Talansky recently finished second overall to Bradley Wiggins at the Tour de Romandie, where he rode superbly in the mountains and finished second only to Wiggins in the time trial.
Danielson last raced at the Vuelta al País Vasco, where he finished 20th overall. At last year’s Amgen Tour of California he finished third while building toward a top-10 finish at his first Tour de France.
In Dave Zabriskie the team brings a three-time California podium finisher, although those results came on less hilly routes in 2006, 2009 and 2010. Last year, the first to feature the steep Mount Baldy summit finish, Zabriskie won the time trial in Solvang, but a relentless pace from RadioShack’s Matthew Busche dropped enigmatic American the next day. This year’s race features a new, 18.4-mile time trial course in Bakersfield on stage 5, which should suit Zabriskie well.
Riding support for Garmin in the mountains are young Americans Tom Peterson, Jacob Rathe and Alex Howes.
Peterson was a California stage winner in Santa Cruz in 2009, while Howes is fresh off an impressive classics debut, where he finished sixth at Brabantse Pijl and rode in the breakaway at the Amstel Gold Race until the final 15km.
To contest the sprints the team is bringing Australian Heinrich Haussler, who is backed by a compatriot, strongman Nathan Haas.
Asked if Garmin’s Amgen Tour squad takes additional motivation from watching their teammates win the team time trial and protect the maglia rosa in Italy, Howes answered without hesitation.

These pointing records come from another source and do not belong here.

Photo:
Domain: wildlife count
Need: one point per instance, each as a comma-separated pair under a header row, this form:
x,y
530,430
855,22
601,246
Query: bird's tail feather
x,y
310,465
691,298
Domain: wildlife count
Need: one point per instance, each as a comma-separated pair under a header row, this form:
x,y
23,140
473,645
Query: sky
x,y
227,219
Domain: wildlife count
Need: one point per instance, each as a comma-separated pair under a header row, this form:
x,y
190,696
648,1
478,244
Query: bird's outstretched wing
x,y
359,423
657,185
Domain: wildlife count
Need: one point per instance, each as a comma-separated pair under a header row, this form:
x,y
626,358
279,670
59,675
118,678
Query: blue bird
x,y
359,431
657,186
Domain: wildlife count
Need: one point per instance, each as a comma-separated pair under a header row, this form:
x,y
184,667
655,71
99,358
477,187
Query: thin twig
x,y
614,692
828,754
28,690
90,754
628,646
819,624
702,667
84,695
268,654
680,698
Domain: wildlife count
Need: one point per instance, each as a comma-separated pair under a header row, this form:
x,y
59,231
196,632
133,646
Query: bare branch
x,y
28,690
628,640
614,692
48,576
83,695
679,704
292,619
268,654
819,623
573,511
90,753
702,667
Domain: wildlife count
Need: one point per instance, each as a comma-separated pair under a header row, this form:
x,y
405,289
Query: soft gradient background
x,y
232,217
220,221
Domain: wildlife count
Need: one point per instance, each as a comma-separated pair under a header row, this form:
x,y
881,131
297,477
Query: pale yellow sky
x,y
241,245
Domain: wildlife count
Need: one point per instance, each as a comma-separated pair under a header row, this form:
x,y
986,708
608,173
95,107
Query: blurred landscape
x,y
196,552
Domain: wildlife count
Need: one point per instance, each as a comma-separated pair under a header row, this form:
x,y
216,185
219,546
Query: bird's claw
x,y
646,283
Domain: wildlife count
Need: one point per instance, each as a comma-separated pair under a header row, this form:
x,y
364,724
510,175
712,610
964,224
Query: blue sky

“Absolutely,” Howes said. “You see all nine of your teammates on the podium at the Giro, and you want a piece of that. You don’t want people to forget about the California team. This has always been an important race for this team. It’s one of the biggest races in the U.S., and we focus on it. I think we’ve shown that this year by sending guys on top form. Tommy D been training his ass off, and Talansky is obviously flying after finishing second to Wiggo at Romandie.”
With three-time California winner Levi Leipheimer questionable due to his April 1 training incident with an automobile, Howes said the most likely obstacles between a Garmin jersey and the top step of the podium in Los Angeles are Tejay van Garderen (BMC Racing), Vincenzo Nibali (Liquigas-Cannondale) and defending champion Chris Horner (RadioShack-Nissan).
“Horner will be going well, but I’m not sure how well after the Ardennes classics,” Howes said. “His season seemed to have a little bit of a shaky start, but he’s Chris Horner so you can never count him out.”
As for his own objectives in California, Howes said he would ride in support of riders who can win — namely Talanksy, Danielson and Haussler.
“My role at this race is to help the guys who we think can win,” Howes said. “I’m going in a supportive role, both for GC and for Heinrich and Haas in the sprints. That’s the kind of rider I am — a multi-purpose rider. I struggle in the time trial, so I don’t see myself being up there in the GC. But the type of rider I think I am, I think I could do well at the USA Cycling National Championships the week after the Amgen Tour. That’s just one day, throw all the cards on the table, and that’s the kind of rider I am.”
To deliver a stage and overall win in California, Howes and company will be gambling every day. That’s the kind of riders they are.